Indiana becomes the 28th state overall and the 10th under a Republican governor to expand Medicaid to people earning up to 138 percent of the federal poverty level, or about $16,000 for a single person. The move will cover an estimated 350,000 low-income residents.
The state also becomes the fourth to expand Medicaid through a special waiver that allows it to make some changes from the traditional program. Arkansas was the first, getting approval to use federal funding to pay for private health insurance. Other conservative states have pursued similar policies, as well as charging premiums or co-payments in order to offset costs or discourage wasteful care.
Like Arkansas, Indiana’s Medicaid expansion will go to pay for private health insurance plans. But Indiana is building off an existing state Medicaid program, the Healthy Indiana Plan, which offers high-deductible policies along with health savings accounts. Under that program, patients contribute no more than two percent of their incomes -- a limit imposed by the federal government -- while the state covers the difference between what beneficiaries pay and the cost of the deductible. Those contributions are made in lieu of co-payments and premiums, and patients can carry over unspent money if they leave the program.
The expanded version of the program requires similar contributions, but it offers both a more complete plan that includes vision and dental coverage, along with a basic plan offering medical coverage. The more generous plan is available to anyone willing to pay up to two percent of his income toward a health savings account, which the federal government still termed “premiums” in its approval of Indiana’s waiver. Those people will also be exempt from most other forms of additional cost-sharing, which the federal Centers for Medicare and Medicaid Services (CMS) limits to 5 percent of family income.
CMS has previously refused requests to charge premiums for people below the poverty line. But it is allowing Arkansas to require health-savings contributions to people below the poverty line as part of a controlled study that won’t jeopardize their coverage. Research shows premiums and cost-sharing for low-income people discourages them from seeking care. Some recent scholarship questions whether the administrative burden of enforcing payment requirements is worth it.
Indiana's governor argues the model helps prepare beneficiaries for the private market while making them more knowledgeable consumers of health care. “The expanded and updated [plan] is based on a program that has been serving 60,000 low-income Hoosiers in our state for seven years,” said Gov. Mike Pence in a statement announcing the agreement. “It is a proven model for Medicaid reform across the nation.”
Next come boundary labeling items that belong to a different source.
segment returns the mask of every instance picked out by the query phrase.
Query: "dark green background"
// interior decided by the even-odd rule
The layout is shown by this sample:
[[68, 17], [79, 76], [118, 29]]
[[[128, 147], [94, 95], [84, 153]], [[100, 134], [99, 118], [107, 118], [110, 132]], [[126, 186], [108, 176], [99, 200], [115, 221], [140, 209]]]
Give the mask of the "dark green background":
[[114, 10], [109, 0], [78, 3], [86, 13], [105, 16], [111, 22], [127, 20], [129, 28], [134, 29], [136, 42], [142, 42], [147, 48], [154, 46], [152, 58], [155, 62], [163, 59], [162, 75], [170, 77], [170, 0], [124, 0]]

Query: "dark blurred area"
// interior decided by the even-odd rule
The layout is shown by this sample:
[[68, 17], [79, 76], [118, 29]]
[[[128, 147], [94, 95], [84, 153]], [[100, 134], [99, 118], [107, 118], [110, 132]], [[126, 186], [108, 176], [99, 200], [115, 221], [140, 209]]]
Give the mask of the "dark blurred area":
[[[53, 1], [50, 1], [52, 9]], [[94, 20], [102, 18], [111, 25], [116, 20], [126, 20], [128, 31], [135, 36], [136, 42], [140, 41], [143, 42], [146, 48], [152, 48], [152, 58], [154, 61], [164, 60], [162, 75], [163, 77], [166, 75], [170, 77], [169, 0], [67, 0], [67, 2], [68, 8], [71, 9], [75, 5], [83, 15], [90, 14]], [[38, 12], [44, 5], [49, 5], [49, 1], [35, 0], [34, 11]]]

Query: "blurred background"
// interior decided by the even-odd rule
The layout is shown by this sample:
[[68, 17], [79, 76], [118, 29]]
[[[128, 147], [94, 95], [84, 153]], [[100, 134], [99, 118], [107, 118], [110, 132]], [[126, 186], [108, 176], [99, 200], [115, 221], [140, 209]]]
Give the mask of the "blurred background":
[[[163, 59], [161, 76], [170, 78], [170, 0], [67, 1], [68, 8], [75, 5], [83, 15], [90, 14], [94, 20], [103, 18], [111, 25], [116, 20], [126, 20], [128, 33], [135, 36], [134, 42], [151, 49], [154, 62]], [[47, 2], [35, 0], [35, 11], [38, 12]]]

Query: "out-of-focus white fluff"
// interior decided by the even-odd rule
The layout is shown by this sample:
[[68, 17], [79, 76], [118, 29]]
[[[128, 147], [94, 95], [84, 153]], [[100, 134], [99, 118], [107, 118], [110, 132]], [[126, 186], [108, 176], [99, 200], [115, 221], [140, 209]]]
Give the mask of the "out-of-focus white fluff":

In Indiana’s case, people below the poverty line who decide not to contribute to a health savings account will drop to a basic plan and will still have to cover cost-sharing in other ways, up to five percent of their incomes. People above the poverty line who stop making monthly contributions will be locked out of coverage for six months as a penalty.
That marks the first time CMS has allowed a “lock-out” in full Medicaid expansion. Pennsylvania made a similar request but was denied. A CMS spokesperson said by email that the state’s old program allowed for a full year lock-out, and the agency allows “grandfathering” of previously approved policies. But lock-out policies could become increasingly common. Tennessee, another Republican state negotiating with CMS over Medicaid expansion, has said it would like a similar lock-out policy if the agency granted Indiana's request.
The mandatory lock out strikes some as overly harsh and contrary to the mission of providing health care. “That seems to me to be excessively punitive and unnecessary,” said Joan Alker, who follows state Medicaid waivers as part of her work as the executive director at the Georgetown University Center for Children and Families. Other aspects may be familiar from other states, she added, but they discourage people from getting healthy. “A lot of this is, really, in my opinion, rhetoric about personal responsibility and doesn’t take into account things we already know.”
Another first is authorization to charge new Medicaid patients $8 for visiting an emergency room for an issue that's easily treatable in primary care and $25 for subsequent uses. Pennsylvania also received authorization for the $8 charge, which is CMS’ stated limit, but the agency does grant exceptions for short-term controlled studies, which is the case with Indiana.
Additionally, the state -- like others before it -- sought mandatory job-search referrals for unemployed patients, but CMS refused to budge. Instead, the state will “seek to encourage employment” through a separately administered and state-funded “incentive program,” according to CMS.
“While states may promote employment through state programs operated outside of the demonstration, this is not permitted under the Medicaid program,” the agency wrote in its press release.